Comme nous l’avons vu plus haut, dans de nombreux cas, les revenus standards à la retraite (prestations publiques, régime de retraite, épargne personnelle, etc.) ne suffisent pas pour garantir une vie hors de la pauvreté. Le taux de pauvreté des aîné·e·s demeure préoccupant et la société québécoise a une responsabilité d’améliorer la situation. Il est vrai que le vieillissement en santé permet à une part de la main-d’œuvre de rester au travail plus longtemps, et que le besoin de se sentir utile explique pour certaines personnes âgées la volonté de rester ou de retourner sur le marché du travail. Toutefois, les considérations pécuniaires ne sont pas à ignorer. Ce sont en effet les personnes les plus pauvres qui pensent reporter la retraite au-delà de l’âge légal (graphique 20). De plus, en 2018, selon l’Enquête sur la population active, « la moitié des personnes âgées de 60 ans et plus qui ont travaillé ou souhaitaient travailler au cours de l’année précédente l’a fait par nécessité51 », c’est-à-dire afin de payer des dépenses essentielles telles que l’essence, l’hypothèque ou la nourriture. Ce pourcentage est encore plus élevé chez celles et ceux n’ayant pas de diplôme universitaire, une catégorie de personnes gagnant typiquement moins.

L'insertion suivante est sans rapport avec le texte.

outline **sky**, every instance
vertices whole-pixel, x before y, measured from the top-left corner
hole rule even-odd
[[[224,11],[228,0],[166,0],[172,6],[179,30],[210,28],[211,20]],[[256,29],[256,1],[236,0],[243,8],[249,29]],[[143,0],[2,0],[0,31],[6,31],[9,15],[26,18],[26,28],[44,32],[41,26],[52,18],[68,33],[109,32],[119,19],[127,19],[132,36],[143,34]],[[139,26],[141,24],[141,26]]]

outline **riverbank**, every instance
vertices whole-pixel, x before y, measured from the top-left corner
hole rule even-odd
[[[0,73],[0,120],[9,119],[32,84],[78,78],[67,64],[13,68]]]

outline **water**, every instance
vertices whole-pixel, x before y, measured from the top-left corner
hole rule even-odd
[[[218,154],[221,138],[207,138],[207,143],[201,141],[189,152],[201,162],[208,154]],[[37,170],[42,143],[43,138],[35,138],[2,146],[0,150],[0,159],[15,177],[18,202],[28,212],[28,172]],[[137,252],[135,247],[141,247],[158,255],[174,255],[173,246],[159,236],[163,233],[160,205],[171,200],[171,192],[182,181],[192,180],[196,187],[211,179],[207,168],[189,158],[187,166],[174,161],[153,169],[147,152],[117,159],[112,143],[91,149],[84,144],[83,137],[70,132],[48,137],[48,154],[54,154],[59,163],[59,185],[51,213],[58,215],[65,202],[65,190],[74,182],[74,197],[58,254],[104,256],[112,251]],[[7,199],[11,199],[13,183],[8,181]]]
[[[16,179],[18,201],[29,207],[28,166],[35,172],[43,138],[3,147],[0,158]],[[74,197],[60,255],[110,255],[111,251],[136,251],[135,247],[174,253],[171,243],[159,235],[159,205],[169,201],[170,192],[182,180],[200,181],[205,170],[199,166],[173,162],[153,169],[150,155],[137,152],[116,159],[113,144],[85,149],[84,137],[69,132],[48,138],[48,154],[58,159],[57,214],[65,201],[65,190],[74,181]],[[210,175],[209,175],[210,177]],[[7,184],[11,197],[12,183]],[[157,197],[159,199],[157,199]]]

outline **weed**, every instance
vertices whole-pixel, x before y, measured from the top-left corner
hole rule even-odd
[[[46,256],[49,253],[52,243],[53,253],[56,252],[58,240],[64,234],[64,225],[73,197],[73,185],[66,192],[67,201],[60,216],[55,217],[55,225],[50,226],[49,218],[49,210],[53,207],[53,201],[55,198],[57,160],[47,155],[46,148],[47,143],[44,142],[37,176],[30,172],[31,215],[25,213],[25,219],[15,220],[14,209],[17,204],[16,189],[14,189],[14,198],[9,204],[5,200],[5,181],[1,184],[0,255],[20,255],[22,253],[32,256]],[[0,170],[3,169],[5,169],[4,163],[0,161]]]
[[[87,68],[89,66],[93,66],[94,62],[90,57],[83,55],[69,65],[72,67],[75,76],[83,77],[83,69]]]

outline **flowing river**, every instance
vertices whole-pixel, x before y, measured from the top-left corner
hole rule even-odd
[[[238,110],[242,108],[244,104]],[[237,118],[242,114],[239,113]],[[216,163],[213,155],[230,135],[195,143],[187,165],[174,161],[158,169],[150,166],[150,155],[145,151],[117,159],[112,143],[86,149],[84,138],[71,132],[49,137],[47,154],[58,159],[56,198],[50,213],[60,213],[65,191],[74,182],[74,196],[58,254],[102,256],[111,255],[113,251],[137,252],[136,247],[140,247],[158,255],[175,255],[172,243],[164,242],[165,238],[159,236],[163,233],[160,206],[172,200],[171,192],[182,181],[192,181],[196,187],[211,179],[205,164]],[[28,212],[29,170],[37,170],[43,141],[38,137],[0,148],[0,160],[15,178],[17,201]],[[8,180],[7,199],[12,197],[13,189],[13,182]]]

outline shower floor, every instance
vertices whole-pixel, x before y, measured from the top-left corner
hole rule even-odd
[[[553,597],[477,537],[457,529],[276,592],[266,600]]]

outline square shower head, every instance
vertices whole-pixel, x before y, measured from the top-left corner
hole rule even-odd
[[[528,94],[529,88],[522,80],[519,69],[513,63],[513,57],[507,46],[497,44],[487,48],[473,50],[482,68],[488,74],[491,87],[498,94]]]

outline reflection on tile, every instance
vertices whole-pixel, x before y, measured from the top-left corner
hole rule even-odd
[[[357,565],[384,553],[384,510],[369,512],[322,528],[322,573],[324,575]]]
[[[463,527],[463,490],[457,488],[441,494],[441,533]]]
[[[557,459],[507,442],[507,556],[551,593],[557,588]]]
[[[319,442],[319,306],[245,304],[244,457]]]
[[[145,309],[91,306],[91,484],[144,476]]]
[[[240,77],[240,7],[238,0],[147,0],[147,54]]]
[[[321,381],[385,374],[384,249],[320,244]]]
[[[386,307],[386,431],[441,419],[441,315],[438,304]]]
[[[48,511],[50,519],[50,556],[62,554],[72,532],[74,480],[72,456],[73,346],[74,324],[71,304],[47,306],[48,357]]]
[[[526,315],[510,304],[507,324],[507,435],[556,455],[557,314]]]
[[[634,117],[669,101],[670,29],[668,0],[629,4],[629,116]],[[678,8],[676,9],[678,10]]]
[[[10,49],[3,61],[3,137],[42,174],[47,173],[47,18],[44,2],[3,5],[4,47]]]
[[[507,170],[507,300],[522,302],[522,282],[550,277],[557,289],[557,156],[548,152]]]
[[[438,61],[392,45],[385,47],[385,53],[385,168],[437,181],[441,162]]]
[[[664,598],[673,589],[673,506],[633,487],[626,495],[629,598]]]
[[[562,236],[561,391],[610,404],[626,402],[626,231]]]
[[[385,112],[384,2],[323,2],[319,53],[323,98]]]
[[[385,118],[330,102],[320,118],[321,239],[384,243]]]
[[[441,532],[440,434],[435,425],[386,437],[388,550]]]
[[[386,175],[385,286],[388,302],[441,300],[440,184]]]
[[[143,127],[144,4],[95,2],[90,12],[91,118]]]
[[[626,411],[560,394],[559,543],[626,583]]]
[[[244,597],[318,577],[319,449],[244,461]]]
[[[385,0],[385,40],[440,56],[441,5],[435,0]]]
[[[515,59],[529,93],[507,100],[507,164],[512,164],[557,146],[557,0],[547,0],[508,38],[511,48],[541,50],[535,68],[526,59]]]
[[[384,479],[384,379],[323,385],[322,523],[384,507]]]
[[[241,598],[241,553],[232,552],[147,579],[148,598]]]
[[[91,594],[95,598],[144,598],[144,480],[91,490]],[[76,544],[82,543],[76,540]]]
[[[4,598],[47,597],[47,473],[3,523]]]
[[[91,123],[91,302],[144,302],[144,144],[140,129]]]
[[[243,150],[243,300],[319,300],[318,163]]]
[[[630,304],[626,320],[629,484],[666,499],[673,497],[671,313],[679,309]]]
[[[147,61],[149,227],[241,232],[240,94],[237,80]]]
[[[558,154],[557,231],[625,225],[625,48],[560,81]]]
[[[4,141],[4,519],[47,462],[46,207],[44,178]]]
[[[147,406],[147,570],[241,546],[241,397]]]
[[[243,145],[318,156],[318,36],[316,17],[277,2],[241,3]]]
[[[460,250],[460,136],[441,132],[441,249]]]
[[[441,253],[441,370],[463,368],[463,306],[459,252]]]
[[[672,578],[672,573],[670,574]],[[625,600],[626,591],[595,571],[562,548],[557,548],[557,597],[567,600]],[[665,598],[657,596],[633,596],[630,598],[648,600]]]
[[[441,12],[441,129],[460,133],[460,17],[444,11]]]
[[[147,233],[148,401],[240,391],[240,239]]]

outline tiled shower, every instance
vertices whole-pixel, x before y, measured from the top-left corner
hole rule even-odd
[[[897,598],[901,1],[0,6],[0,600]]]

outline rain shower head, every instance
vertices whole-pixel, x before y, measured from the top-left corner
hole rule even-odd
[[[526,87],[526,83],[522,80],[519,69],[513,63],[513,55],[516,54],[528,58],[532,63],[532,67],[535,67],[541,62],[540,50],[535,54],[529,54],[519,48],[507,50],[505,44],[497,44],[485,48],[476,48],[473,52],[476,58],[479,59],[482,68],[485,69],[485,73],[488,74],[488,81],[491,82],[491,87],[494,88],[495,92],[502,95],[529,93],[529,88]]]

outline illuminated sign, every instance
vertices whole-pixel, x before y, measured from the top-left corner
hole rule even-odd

Il s’agit d’un aspect souvent négligé, mais la contribution des personnes âgées à la société est un apport considérable. De par leur disponibilité et leur situation d’épargne traditionnellement plus avantageuse, elles participent à une redistribution de ressources entre les générations, que ce soit en don de temps ou d’argent. Elles composent une large part des bénévoles qui soutiennent les groupes communautaires et les initiatives populaires et sont nombreuses à être des proches aidants, que ce soit auprès de leurs proches vieillissants, de leurs enfants ou d’un autre membre de leur entourage. Ce rôle historique de soutien social s’érode quand les aîné·e·s n’ont pas les moyens de s’investir dans leur communauté. La pauvreté et la pression vers le retour ou le maintien au travail limitent leur pouvoir d’action et de transmission et cela est une perte pour l’ensemble de la société.

Inégalités et vieillesse

Nous examinerons maintenant les inégalités que vivent les personnes âgées, en les comparant entre elles et par rapport à l’ensemble de la population. La pauvreté n’est pas simplement une question d’accès aux ressources, mais est une partie importante des déterminants sociaux de la santé. Ainsi, lorsque les revenus sont insuffisants, il est plus difficile de vieillir en santé et dans un milieu sain. Dans un contexte de vieillissement de la population, il devient d’autant plus important de se pencher sur les institutions accessibles aux aîné·e·s, les ressources financières mises à leur disposition et les services de soin et de soutien qui leur permettent de vivre de façon autonome le plus longtemps possible.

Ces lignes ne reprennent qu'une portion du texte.